Sunday, December 10, 2017

The Origins of Music (3): The History of Sound Recording

Fred Gaisberg and William Sinkler Darby
12 x 7 inches, oil on wood, 2017
Sound Recording

Sound recording began in 1860, when Édouard-Léon Scott de Martinville recorded Au Clair de Lune, a French folk song of the 18th century. At the time the recording could be seen but not heard. In 2008 researchers were able to produce an audible transfer of the recorded data and is now the oldest recording of the human voice. Another Frenchman, Charles Cros, is credited with the invention of recording with play back in 1877, the same year Thomas Edison recorded (and successfully played back) the 19th century American nursery rhyme Mary Had a Little Lamb. Arthur Sullivant's song The Lost Chord was recorded in 1888 and is considered the first musical recording. A recording from 1898 made by A.C. Haddon of the Torres Strait Islanders Aboriginals of Australia is the oldest ever to feature in the top 100. Emile Berliner started the Gramophone Company in Washington D.C. in 1894 and music recording quickly became big business. In the early 20th century adventurous music recording pioneers travelled all over the world and recorded the sounds of cultures that were rapidly disappearing.

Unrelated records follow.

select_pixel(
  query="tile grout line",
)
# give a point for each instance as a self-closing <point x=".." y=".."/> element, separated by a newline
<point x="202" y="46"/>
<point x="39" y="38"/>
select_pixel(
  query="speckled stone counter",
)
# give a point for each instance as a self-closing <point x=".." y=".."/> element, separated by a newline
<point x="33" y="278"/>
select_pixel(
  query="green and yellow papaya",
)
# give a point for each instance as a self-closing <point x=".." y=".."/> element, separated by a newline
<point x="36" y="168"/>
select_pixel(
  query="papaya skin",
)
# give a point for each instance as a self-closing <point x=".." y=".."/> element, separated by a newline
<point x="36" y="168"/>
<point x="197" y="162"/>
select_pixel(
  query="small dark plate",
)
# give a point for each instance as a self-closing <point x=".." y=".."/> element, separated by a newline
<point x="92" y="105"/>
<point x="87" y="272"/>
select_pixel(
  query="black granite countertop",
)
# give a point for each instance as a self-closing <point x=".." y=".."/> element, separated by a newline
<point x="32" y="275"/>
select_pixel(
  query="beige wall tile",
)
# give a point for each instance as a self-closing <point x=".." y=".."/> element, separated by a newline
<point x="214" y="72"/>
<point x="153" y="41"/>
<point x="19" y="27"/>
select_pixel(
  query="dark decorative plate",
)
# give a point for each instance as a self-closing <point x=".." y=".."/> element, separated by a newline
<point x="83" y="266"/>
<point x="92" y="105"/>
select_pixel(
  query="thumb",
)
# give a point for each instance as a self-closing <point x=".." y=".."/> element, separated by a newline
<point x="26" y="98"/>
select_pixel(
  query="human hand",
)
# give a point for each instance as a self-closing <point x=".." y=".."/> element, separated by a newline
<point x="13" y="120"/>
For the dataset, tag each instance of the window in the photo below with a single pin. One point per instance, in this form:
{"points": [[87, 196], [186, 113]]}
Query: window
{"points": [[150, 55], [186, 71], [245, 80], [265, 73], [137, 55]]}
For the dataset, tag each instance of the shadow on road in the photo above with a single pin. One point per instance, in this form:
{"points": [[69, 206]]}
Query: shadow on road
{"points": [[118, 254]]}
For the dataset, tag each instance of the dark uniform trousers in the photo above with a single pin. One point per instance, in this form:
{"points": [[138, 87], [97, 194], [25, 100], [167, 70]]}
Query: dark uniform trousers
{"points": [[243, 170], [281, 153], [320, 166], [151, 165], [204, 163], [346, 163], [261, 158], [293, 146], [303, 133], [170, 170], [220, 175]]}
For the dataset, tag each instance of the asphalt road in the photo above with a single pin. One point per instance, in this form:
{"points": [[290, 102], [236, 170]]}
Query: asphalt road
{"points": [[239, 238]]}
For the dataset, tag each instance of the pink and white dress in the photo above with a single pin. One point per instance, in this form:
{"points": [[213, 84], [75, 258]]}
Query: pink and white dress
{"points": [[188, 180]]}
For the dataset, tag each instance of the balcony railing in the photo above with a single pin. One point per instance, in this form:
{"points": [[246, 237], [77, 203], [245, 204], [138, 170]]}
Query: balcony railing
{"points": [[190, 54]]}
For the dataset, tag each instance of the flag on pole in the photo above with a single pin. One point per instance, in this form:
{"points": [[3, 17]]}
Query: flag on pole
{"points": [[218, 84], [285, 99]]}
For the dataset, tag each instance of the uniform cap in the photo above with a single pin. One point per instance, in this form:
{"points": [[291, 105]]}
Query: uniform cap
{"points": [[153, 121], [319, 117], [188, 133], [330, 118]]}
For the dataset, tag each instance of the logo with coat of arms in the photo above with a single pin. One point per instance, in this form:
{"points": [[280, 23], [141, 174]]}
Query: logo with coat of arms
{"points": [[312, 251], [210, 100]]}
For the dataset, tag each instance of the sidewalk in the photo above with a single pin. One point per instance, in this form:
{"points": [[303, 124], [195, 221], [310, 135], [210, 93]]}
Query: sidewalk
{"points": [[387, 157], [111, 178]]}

Ethnomusicology is a term coined in the 1950s by Jaap Knust who recorded extensively in Indonesia. The term is usually applied to the study of the music of non-western cultures. The history of musicology starts in 1839 when Oskar Kolberg started collecting Polish folk songs. Ethnomusicological recordings, combining the fields of ethnology, anthropology, and musicology, differ from commercial recordings by delivering context. The history of the world was being mapped and recorded. One such pioneer (this is a good opportunity for a tribute) was Charles Duvelle, whom I recently wrote about. Duvelle is "one of the most important contributions to the human understanding of the rich biodiversity of our planet’s music and language." [Sublime Frequencies, who published a sort of retrospective on Duvelle's work earlier this year.] Duvelle died a few weeks ago at the age of 80.
Charles Duvelle
16 x 12 inches, oil on canvas paper, 2017
While Duvelle provided great context, he not always provided the performers' names, let alone biographical data. He often photographed them though (an invaluable asset in the context of the top 100 paintings.) The commercial world of ethnic recordings is much sloppier than that of ethnomusicology, but provided an abundance of sound recordings in the twentieth century. When names of musicians are given, they are often misspelled or misattributed. Recordings are often made in professional studios rather than in the field, and the distributers were not always upfront about the origin of the recordings. Data stored in long abandoned warehouses that once housed recording companies tend to disappear. Websites like Excavated Shellac are researching the origins of many such recordings from the earlier part of the last century.

It's Excavated Shellac who recently published the research into a 1904 disc recorded in Tbilisi, Georgia. The label on the disc from the Gramophone Company reads "Kabardinskiy Tanetz" (a dance from Abkhazia.) The identity and whereabouts of the performers is not known but host Jonathan Ward is able to retrace the history and context of the recording made by William Sinkler Darby, companion of Fred Gaisberg. Gaisberg and Darby met at Berliner's studio in Washington in 1898 to become partners at the English branch of the Gramophone Company. The company became EMI after the merger with Columbia in 1931, one of the biggest record companies in the world. The source for the above painting comes from the EMI archives and show the two Brits in furs characteristic of Central Asia. The recordings were made in February of 1902, it must have been cold in Tbilisi!